Slow horses. Un covo di bastardi by Mick Herron

Slow horses. Un covo di bastardi by Mick Herron

autore:Mick Herron [Herron, Mick]
La lingua: ita
Format: epub
editore: Feltrinelli
pubblicato: 2022-04-19T22:00:00+00:00


11.

Lungo una strada tranquilla di Islington, dove le porte delle case erano appollaiate in cima a rampe di gradini in pietra, alcune fiancheggiate da colonne, altre sormontate da finestre dai vetri colorati, Robert Hobden camminava con l’impermeabile che si gonfiava nel vento notturno. Era mezzanotte passata. Alcune case erano immerse nelle tenebre, altre lasciavano filtrare un po’ di luce da dietro spessi tendaggi. Hobden riusciva quasi a sentire il tintinnio di stoviglie, i bicchieri che si toccavano in un brindisi. Circa a metà della strada, trovò la casa che stava cercando.

Le luci erano accese. Di nuovo, gli sembrò di udire il brusio di una cena affollata, ma era la sua immaginazione. A quel punto loro dovevano essere già al brandy. Comunque, luci o non luci, piantò il dito sul campanello e lo tolse solo quando la porta si aprì, meno di un minuto dopo.

“Sì?”

L’uomo che aveva parlato era snello ed elegante, capelli neri pettinati all’indietro, fronte alta, occhi castani penetranti concentrati su Hobden. Vestito scuro, camicia bianca. Un maggiordomo, forse? Non importava.

“Il signor Judd è in casa?”

“È molto tardi, lo sa?”

“Per strano che possa sembrare,” disse Hobden, “lo sapevo. Lui c’è?”

“Chi devo dire?”

“Hobden. Robert Hobden.”

L’uomo chiuse la porta.

Hobden si voltò a guardare la strada. Le case di fronte sembrarono ondeggiare sotto il suo sguardo: era l’effetto della loro altezza e delle nuvole che correvano sopra uno sfondo di velluto. Hobden si sentiva stranamente tranquillo. Poco prima si era trovato più vicino alla morte di quanto fosse mai stato, eppure una calma era scesa sopra di lui. O forse era calmo proprio perché era stato vicino alla morte, e quindi era improbabile che succedesse di nuovo nella stessa notte. Era un fatto statistico.

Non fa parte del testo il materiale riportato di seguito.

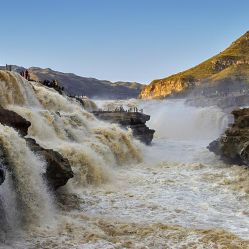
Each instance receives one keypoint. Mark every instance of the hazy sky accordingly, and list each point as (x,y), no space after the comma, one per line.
(133,40)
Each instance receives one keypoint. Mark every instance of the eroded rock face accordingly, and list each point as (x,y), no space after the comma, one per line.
(134,120)
(233,146)
(14,120)
(58,170)
(2,174)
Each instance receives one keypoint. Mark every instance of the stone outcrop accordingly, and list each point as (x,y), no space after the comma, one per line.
(233,146)
(58,168)
(2,174)
(230,64)
(134,120)
(14,120)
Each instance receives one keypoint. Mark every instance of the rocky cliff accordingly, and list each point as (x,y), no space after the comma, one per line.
(233,146)
(58,170)
(134,120)
(231,64)
(90,87)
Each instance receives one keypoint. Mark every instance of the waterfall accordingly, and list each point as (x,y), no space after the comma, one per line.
(60,123)
(24,196)
(175,120)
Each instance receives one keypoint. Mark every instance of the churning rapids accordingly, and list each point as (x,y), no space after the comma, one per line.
(173,194)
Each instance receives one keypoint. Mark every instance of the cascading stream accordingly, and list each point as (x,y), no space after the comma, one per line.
(174,194)
(25,172)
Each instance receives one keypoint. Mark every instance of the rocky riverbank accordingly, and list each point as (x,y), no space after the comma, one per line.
(233,145)
(134,120)
(58,170)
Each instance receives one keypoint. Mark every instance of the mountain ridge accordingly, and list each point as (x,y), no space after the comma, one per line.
(230,64)
(79,85)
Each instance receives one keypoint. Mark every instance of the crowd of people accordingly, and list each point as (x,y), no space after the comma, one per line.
(25,74)
(53,84)
(121,109)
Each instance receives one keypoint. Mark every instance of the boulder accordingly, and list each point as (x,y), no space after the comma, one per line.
(134,120)
(14,120)
(233,145)
(58,170)
(2,174)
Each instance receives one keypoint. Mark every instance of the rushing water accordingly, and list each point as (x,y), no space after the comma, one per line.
(173,194)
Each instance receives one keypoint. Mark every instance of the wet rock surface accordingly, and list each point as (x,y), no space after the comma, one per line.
(2,174)
(14,120)
(233,145)
(58,168)
(134,120)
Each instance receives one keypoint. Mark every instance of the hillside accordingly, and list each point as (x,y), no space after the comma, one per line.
(230,65)
(91,87)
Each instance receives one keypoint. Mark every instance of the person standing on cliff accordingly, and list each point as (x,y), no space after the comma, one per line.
(26,74)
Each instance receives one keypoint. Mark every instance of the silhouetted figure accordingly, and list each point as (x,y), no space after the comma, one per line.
(26,74)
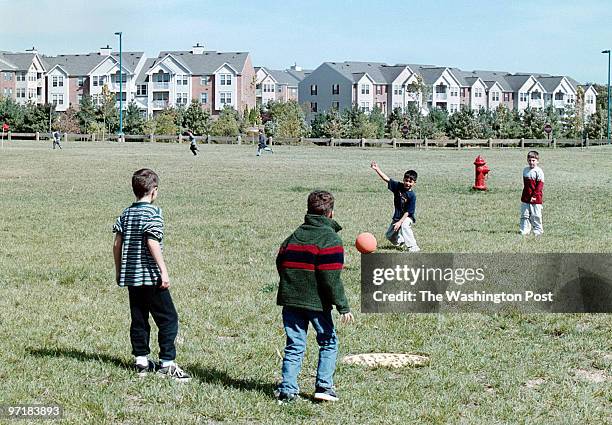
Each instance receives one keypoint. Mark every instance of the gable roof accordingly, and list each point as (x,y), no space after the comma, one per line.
(19,61)
(208,62)
(83,64)
(283,77)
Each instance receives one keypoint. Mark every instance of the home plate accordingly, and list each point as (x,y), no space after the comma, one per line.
(386,360)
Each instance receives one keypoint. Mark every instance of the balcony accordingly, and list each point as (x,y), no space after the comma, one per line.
(160,104)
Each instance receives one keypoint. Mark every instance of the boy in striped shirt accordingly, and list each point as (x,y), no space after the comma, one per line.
(139,265)
(532,196)
(309,264)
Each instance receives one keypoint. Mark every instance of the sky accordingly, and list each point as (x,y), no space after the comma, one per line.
(557,37)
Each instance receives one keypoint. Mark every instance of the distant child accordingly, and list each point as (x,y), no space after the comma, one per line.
(532,196)
(261,145)
(193,146)
(309,264)
(139,265)
(56,139)
(400,232)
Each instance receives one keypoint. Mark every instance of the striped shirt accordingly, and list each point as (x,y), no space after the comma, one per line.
(137,223)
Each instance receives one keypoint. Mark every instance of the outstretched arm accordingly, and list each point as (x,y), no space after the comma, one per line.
(382,175)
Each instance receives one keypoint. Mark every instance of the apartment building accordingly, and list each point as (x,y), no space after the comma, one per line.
(278,85)
(70,77)
(217,79)
(22,77)
(368,84)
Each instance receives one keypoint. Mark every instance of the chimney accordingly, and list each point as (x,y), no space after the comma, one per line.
(197,49)
(106,51)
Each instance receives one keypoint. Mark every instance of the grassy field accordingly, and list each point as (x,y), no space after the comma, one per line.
(64,323)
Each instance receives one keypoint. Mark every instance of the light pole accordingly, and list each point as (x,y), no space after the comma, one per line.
(120,85)
(608,126)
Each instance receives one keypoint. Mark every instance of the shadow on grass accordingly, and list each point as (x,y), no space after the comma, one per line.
(205,375)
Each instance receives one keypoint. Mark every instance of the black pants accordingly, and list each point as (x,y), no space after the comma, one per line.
(158,302)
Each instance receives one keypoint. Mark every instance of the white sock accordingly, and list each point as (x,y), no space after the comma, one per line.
(166,363)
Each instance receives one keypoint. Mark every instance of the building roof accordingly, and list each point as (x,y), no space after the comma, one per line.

Non sapeva per certo se l’intruso fosse venuto a ucciderlo. Era successo tutto in modo confuso. Camminava su e giù per la stanza, in attesa di una telefonata che non arrivava, e un attimo dopo un uomo mascherato gli aveva chiesto di consegnargli il suo laptop, in un sussurro urgente. Doveva essere entrato scassinando la serratura. Era stato un momento di rumore e paura, l’uomo agitava una pistola, poi era entrato un altro intruso e a un tratto tutti e tre si erano ritrovati fuori e c’era del sangue sul marciapiede, e...

Hobden era scappato. Non sapeva chi fosse stato colpito e non gli importava. Era fuggito di corsa. Una cosa che non succedeva da chissà quanto tempo. Anche in passato, quando doveva arrivare in fretta da qualche parte, prendeva un taxi. Perciò era rimasto senza fiato dopo pochi passi, ma aveva continuato a correre; i piedi pestavano il marciapiede come grossi pesci piatti, e i contraccolpi gli arrivavano fino ai denti. Aveva voltato un angolo, poi un altro. Viveva a Londra da più tempo di quanto gli piacesse ricordare, eppure si era perso nel giro di qualche minuto. Non osava voltarsi indietro a guardare. Non sapeva dove finiva il rumore dei suoi passi e cominciava quello dei suoi inseguitori. I rumori si intrecciavano come cerchi olimpici.

Alla fine si era fermato ansimando, piegato in due, davanti all’ingresso di un negozio chiuso.